Эти две тетради до сих пор у меня. Иногда я их перелистываю. Слово «боги», имевшее на себе табу, обозначено словом «те», во всех падежах. Иногда мелькает слово «теизм», это значит «вера в богов». Обычно я где-то рядом сажал свои самые жирные кляксы.
Живоедова желчь, служившая мне чернилами, до сих пор нисколько не выцвела. Мне будет жалко, если в мире исчезнет последний из живоедов.
2 ноября 2203, воскресенье
Бог сидел на крыльце, уткнув голову в колени. Из-под черных, свалявшихся в овечьи жгуты волос выбивалась вбок клочковатая рыжая борода. Электрически сияющий нимб невесомо плавал над левым ухом. Бог спал. По его босым, растрескавшимся до крови ногам ползали последние в эту осень мухи. Корявые пальцы вздрагивали. На самой нижней гнилой ступеньке сидела тонкая травяная лягушка и судорожно втягивала дряблый гортанный мешок.
Отец бросил наземь капканы, но гость не проснулся. Более отец не церемонился. Он ступил на крыльцо и тряхнул гостя за плечо. Тот медленно поднял голову и разъял тонкие, прожилковатые веки, предъявив человеку мутные больные глаза. Несильное осеннее солнце глухо завязло в них, не осветив.
– Чей будешь?
– А?.. – в тот же миг последовал слабый, неживой голос.
Гость поспешно встал, оправил на себе грязный хитон, соступил на землю против хозяина и сложил на животе руки. Длинный мешковатый хитон полоскался на нем, как на мачте парус.
Отец же не в пример гостю был очень тяжел и могуч, но немного сильно сутул и чрезмерно покат в плечах, отчего самодельная меховая куртка будто соскальзывала, раскрывая голую безволосую грудь. Говорил он отрывисто, даже лающе, с гулким призвуком – будто глотал огромные куски мяса.

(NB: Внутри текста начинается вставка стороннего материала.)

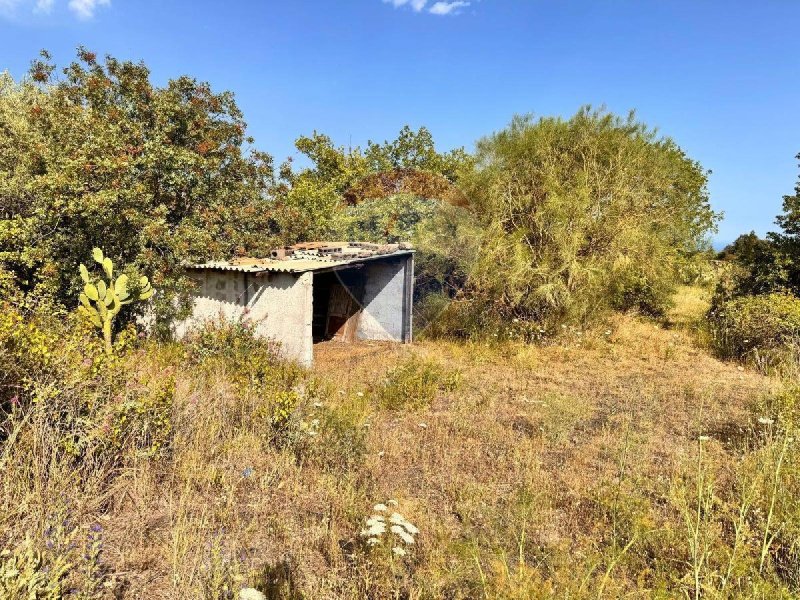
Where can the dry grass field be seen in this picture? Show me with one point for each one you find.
(621, 462)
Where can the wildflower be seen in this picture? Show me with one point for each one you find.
(374, 530)
(251, 594)
(402, 534)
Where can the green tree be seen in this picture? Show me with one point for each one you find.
(582, 215)
(764, 266)
(101, 156)
(310, 202)
(787, 241)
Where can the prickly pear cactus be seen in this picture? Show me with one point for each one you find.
(102, 300)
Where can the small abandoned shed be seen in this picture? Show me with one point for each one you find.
(311, 292)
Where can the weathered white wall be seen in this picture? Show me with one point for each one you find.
(279, 305)
(387, 303)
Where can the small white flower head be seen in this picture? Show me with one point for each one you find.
(402, 534)
(410, 528)
(374, 531)
(251, 594)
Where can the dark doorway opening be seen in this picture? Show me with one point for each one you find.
(337, 301)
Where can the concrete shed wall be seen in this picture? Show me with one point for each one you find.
(386, 313)
(279, 305)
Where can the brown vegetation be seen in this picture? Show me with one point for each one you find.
(568, 470)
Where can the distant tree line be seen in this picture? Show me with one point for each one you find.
(549, 221)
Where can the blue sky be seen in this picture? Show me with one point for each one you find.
(722, 78)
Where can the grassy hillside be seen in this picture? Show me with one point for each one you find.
(622, 461)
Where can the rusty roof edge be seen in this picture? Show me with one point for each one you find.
(286, 266)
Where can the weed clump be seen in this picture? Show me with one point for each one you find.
(415, 383)
(761, 328)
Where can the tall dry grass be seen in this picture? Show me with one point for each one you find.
(625, 461)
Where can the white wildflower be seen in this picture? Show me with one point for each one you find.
(375, 530)
(251, 594)
(402, 534)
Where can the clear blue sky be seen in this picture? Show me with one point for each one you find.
(722, 78)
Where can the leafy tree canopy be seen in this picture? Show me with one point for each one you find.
(584, 213)
(101, 156)
(308, 199)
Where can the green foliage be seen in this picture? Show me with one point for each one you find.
(415, 383)
(310, 203)
(23, 574)
(101, 300)
(755, 324)
(582, 215)
(158, 175)
(393, 219)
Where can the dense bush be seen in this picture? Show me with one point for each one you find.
(755, 324)
(581, 216)
(415, 383)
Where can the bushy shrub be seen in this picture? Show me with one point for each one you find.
(570, 229)
(755, 325)
(383, 220)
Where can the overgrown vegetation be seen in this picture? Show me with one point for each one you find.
(541, 441)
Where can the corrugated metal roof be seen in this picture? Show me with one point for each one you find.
(312, 256)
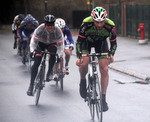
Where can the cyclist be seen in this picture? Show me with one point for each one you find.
(46, 36)
(68, 41)
(15, 26)
(27, 27)
(93, 33)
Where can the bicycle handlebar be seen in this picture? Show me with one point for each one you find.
(91, 55)
(94, 54)
(45, 52)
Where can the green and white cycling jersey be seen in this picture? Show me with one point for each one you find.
(96, 38)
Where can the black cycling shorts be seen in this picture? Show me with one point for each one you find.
(99, 46)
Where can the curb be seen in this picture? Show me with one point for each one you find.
(128, 72)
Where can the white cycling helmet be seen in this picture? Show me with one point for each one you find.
(60, 23)
(99, 14)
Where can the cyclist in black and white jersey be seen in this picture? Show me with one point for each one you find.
(46, 36)
(68, 41)
(94, 31)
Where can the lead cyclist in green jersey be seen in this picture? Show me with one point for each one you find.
(94, 32)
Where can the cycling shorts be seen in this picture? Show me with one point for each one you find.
(99, 46)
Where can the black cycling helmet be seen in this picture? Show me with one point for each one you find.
(21, 16)
(49, 19)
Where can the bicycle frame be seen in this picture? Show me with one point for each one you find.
(61, 72)
(40, 79)
(94, 87)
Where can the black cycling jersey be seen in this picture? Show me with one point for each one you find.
(89, 37)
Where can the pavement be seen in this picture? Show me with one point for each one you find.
(131, 58)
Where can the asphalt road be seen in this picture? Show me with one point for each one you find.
(127, 103)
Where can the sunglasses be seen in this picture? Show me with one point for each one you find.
(49, 24)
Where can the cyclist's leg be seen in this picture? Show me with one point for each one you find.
(53, 49)
(15, 40)
(19, 44)
(34, 70)
(103, 67)
(67, 58)
(83, 69)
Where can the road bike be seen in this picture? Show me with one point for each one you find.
(60, 69)
(28, 59)
(94, 91)
(40, 79)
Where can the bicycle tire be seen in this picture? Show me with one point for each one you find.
(61, 73)
(38, 92)
(90, 102)
(98, 103)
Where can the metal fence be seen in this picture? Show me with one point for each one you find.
(115, 15)
(136, 14)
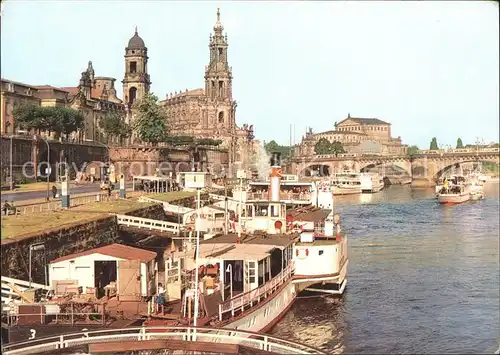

– Вижу, что ты. Не слепой. Чей, спрашиваю. Из христианских?
– Я?..
– Давно тут вашего брата не хаживало.
Бог сморгнул нездоровые желтые выделения своих блеклых и воспаленных глаз и, не выдержав взгляд человека, стал смотреть в землю.
– Кры-кры, – пролетело над лесом семейство воронов. – Кры-кры, – снова переговорили они, оглядывая со своей высоты наш ковчег, перевернутый кверху дном. С южной солнечной стороны примыкал к избе огород с крепенькой островерхой банькой в самом дальнем углу. С северной стороны, в ста шагах по тропе и в сторону на лесной росчисти, за развалившимся частоколом, грудились и будто толкались между собою почти игрушечные избушки, каждая на четырех высоких столбах, как лабаз.